While speaking at an event at Hillsdale College in Michigan on Wednesday, Barr focused a good portion of his speech on criticizing the Department of Justice and justifying his intervention in high-profile cases. However, the attorney general's most egregious remark came toward the end of the event.

During a Q&A session, Barr told attendees, "You know, putting a national lockdown, stay-at-home orders, is like house arrest. Other than slavery, which was a different kind of restraint, this is the greatest intrusion on civil liberties in American history."

A dunk on lockdown measures is no surprise coming from Barr. In April, he threatened to sue states that continued to impose social distancing guidelines and claimed stay-at-home orders were "disturbingly close to house arrest."

There are a number of issues with his latest statement. First, Barr's continued comparison of lockdown measures to house arrest ignores the violence of actual e-carceration. For most people, being asked to stay inside during a deadly pandemic does not compare to the experiences of incarcerated people who, through electronic monitoring, become surveilled and imprisoned within their own homes.

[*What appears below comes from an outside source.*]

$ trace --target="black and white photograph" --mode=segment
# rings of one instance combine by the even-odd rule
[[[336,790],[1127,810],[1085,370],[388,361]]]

Second, you don't have to look far to find actual, recent infringements on people's civil liberties. This past summer was one defined by uprisings in which protesters were routinely brutalized by police through measures that left some blinded and others facing health consequences from the use of chemical weapons like tear gas. Mysterious federal agents have detained protesters, and authorities used surveillance tactics such as dispatching drones, helicopters, and airplanes to watch protests.

But rather than address those violations in his speech, Barr targeted Black Lives Matter activists. “Who can quarrel with the proposition, ‘Black lives matter?’ But they’re not interested in Black lives," he said. "They’re interested in props — a small number of Blacks who are killed by police during conflict with police, usually less than a dozen a year who they can use as props to achieve a much broader political agenda.”

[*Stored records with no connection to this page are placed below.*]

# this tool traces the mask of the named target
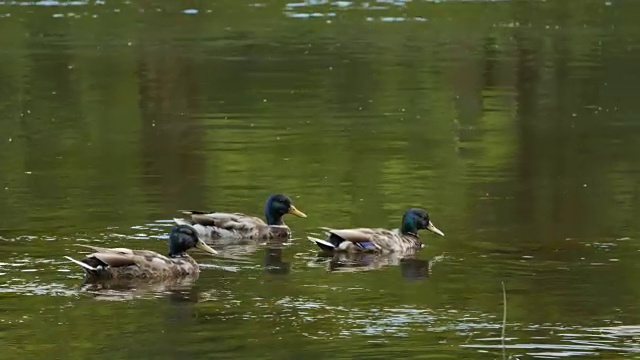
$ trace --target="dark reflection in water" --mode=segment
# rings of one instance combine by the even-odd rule
[[[287,275],[291,272],[291,264],[282,260],[282,251],[282,248],[265,248],[264,268],[269,274]]]
[[[634,0],[0,2],[8,358],[634,358]],[[177,209],[309,215],[192,284],[80,286]],[[321,226],[447,237],[318,258]],[[439,254],[445,254],[443,256]],[[329,270],[329,271],[327,271]],[[96,301],[96,300],[125,301]]]
[[[420,259],[400,260],[400,270],[402,277],[407,280],[421,280],[429,277],[433,261]]]
[[[96,299],[105,300],[130,300],[136,297],[161,295],[173,297],[192,297],[191,288],[195,285],[198,276],[187,276],[179,279],[165,281],[150,281],[148,279],[112,279],[89,280],[85,279],[79,290],[88,292]],[[186,291],[186,292],[185,292]],[[195,294],[197,296],[197,294]]]
[[[371,253],[336,253],[333,255],[319,252],[316,263],[326,263],[328,271],[354,272],[379,270],[385,266],[399,266],[402,277],[406,280],[426,279],[431,273],[434,263],[443,257],[431,260],[414,258],[416,254],[371,254]]]

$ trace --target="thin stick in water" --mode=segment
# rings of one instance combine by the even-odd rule
[[[502,358],[505,358],[504,333],[507,329],[507,291],[502,282]]]

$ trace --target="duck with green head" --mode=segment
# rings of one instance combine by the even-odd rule
[[[264,217],[260,218],[241,213],[205,212],[180,210],[190,215],[190,220],[174,219],[178,224],[193,225],[205,239],[288,239],[291,229],[282,218],[292,214],[301,218],[307,215],[298,210],[291,199],[282,194],[269,196],[265,205]]]
[[[209,254],[218,253],[198,237],[197,230],[191,225],[176,225],[171,229],[167,256],[150,250],[80,246],[93,253],[80,261],[69,256],[65,258],[80,265],[90,280],[170,280],[192,276],[200,272],[200,267],[187,250],[195,247]]]
[[[402,217],[400,228],[330,229],[326,239],[308,236],[308,239],[326,252],[408,252],[420,249],[423,244],[418,231],[425,229],[440,236],[444,233],[436,228],[429,214],[423,209],[409,209]]]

Barr's comments about lockdown measures drew vast criticism, including a swift response from House Minority Whip Jim Clyburn (D-S.C.) who criticized it as one of the "most ridiculous, tone-deaf, God-awful things I've ever heard." During a CNN interview, Clyburn said, "It is incredible the chief law enforcement officer in this country would equate human bondage to expert advice to save lives. Slavery was not about saving lives. It was about devaluing lives."

Ironically, Barr's comment on coronavirus lockdown measures follows a report from the World Health Organization (W.H.O.) of the highest one-day increase in global coronavirus cases since the pandemic began. While the New York Times reported there's been a decrease in average daily cases in the U.S. compared to two weeks ago, the country still isn't looking good. Per W.H.O., India, the United States, and Brazil are seeing the largest numbers of new infections globally. And just last week, Anthony Fauci warned that the changing seasons will bring even more strife, stating in a panel discussion at Harvard Medical School that "we need to hunker down and get through this fall and winter because it's not going to be easy."